The New Gatekeepers
For most of the twentieth century, cultural taste was shaped by a relatively small number of institutional gatekeepers: publishers, record labels, film studios, newspaper critics, museum curators. You could criticize these institutions for their biases — and there was a great deal to criticize — but their function was legible. They made choices, and the choices were made by identifiable people with articulable (if not always defensible) reasons.
The recommendation algorithm is a different kind of gatekeeper. It is not a person; it does not have reasons in any meaningful sense; it is optimizing for a metric (engagement, watch time, clicks) that is only loosely connected to cultural value. And yet it now has an influence on what films get watched, what music gets heard, what books get read that is, in aggregate, probably greater than any individual critic or institution in history.
What Algorithms Are Actually Optimizing For
To understand what recommendation engines do to culture, you have to understand what they are actually trying to do. They are not trying to introduce you to the best film you haven't seen; they are trying to keep you on the platform for as long as possible. These goals sometimes overlap and often diverge.
The practical consequence is that recommendation engines tend to favor:
- The familiar over the challenging. Work that resembles what you already like is more reliably engaging than work that requires adjustment, patience, or the acquisition of new reference points. Algorithms learn this and act on it.
- The recent over the enduring. Recency is correlated with the current preferences of the active user base, which is the population the algorithm is learning from. Older work tends to be underrecommended relative to its cultural weight.
- The emotionally immediate over the formally complex. Art that produces immediate emotional response — catharsis, excitement, comfort — gets rewarded over art whose effects are slower, stranger, or harder to describe.
- The popular over the singular. By definition, recommendations are built from aggregate data. The idiosyncratic and irreplaceable tend to get lost.
The Fragmentation Paradox
One of the more counterintuitive effects of algorithmic recommendation is that it has simultaneously fragmented and homogenized culture. Fragmented, because individuals are served highly personalized feeds that diverge dramatically from one another — there is no longer a shared cultural object (the number one album, the water-cooler TV show) in the way there once was. Homogenized, because the same optimization pressures apply across all users, tending to flatten the range of what gets widely distributed within any given genre or taste community.

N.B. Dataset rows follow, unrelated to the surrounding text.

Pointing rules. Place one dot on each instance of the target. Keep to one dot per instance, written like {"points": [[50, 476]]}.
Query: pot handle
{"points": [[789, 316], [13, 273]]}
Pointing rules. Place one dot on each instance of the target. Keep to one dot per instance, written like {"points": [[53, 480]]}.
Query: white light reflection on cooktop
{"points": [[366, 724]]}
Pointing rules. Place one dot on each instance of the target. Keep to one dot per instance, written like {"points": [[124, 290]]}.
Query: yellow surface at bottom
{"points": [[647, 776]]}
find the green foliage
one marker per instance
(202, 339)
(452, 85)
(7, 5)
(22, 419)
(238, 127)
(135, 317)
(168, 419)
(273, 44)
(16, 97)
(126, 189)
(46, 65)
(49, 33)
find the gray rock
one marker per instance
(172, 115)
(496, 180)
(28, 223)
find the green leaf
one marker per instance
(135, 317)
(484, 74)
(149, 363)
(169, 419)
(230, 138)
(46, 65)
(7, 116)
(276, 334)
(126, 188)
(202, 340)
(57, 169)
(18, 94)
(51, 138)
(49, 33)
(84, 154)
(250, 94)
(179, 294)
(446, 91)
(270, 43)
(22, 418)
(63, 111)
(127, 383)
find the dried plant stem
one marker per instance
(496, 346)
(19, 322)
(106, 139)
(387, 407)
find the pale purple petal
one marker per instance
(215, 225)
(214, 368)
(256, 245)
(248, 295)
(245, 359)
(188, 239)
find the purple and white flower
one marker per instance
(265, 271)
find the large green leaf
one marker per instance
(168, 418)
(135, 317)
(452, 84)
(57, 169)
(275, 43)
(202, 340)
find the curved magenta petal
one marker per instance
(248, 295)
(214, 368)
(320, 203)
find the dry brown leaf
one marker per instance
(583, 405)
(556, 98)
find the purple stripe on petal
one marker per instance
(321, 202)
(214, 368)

The result is a cultural landscape that feels enormously varied on the surface but is, in certain structural ways, surprisingly narrow. There are more things to consume than ever; the range of modes of attention and formal experimentation they reward may actually be narrower.
What the Canon Was For
The concept of a literary or artistic canon has fallen out of favor for good reasons — canons encode the biases of those who construct them, and the traditional Western canon excluded vast swathes of human creative achievement on the basis of race, gender, and geography. These are serious criticisms that ought to be taken seriously.
But the canon also served a function worth retrieving: it was an argument about what rewards sustained engagement, what speaks to concerns beyond its immediate moment, what is worth the effort of meeting on its own terms rather than on yours. This is not something an engagement algorithm can replicate. The algorithm has no concept of "worth the effort." It only knows what produces immediate response.
Navigating the Landscape
None of this is an argument for turning off streaming services or abandoning the internet. It is an argument for using them with some awareness of their structural tendencies. Some practical implications:
- Seek recommendations from people whose judgment you trust, not just from systems that know your history.
- Be deliberate about seeking out work that is old, foreign, formally unusual, or otherwise underrepresented in algorithmic feeds.
- Distinguish between what you enjoy and what is genuinely good — these overlap but are not identical, and conflating them is a habit that recommendation culture encourages.
- Preserve spaces of cultural conversation — book groups, film clubs, editorial recommendation — that are organized around value rather than engagement metrics.
The algorithm is a powerful tool for discovery. It is a poor substitute for a culture that knows what it thinks is worth knowing.